国税不服審判所はこのほど、2022年10月から12月分の裁決事例を同審判所ホームページ上にある「公表裁決事例要旨」及び「公表裁決事例」に追加し公表した。今回公表された裁決事例は、8事例(国税通則法関係1件、所得税法関係2件、法人税法関係1件、消費税法関係3件、国税徴収法関係1件)だった。今回は、6事例において、賦課決定処分を全部取消し又は一部を取り消しており、実務家にとっても参考となると思われる。

ここでは、太陽光発電に係る取組が事業所得を生ずべき事業には該当しないとされた事例を紹介する。同事例は、審査請求人が、太陽光発電への取組みに係る損失金額を事業所得の金額の計算上生じたものとして所得税等の確定申告をしたところ、その取組みは、自己の計算と危険において独立して営まれ、営利性、有償性を有し、かつ反復継続して遂行する意思と社会的地位とが客観的に認められる業務とはいえず、事業に該当しないとしたもの。

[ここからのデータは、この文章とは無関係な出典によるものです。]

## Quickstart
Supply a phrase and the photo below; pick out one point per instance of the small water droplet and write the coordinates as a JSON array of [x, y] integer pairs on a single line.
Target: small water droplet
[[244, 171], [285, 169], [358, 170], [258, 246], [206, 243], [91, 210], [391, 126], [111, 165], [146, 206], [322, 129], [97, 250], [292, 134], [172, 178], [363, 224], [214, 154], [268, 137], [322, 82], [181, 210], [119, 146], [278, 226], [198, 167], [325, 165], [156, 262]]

請求人は、請求人が行った太陽光発電への取組みについては営利性、有償性及び反復継続性を有し、危険負担を負いつつ太陽光発電設備等の規格・規模の検討と選定を行っているなどの諸般の要素に照らし判断すると、所得税法第27条《事業所得》に規定する事業に該当する旨、また、この取組みにおいては、将来的にシミュレーションに基づく安定的な収益を得ることが十分に期待できたと主張した。

しかし裁決は、請求人の自宅屋根に設置した太陽光設備から生じる売電収入は減価償却費に満たない小規模なもので、同設備に係る業務は営利性や物的設備に乏しく、加えて人的設備も存在しないと指摘。したがって、請求人の太陽光発電への取組みは、営利性、有償性を有し、かつ反復継続して遂行する意思と社会的地位とが客観的に認められる業務ということができず、所得税法第27条に規定する事業に該当しないとの判断を示した。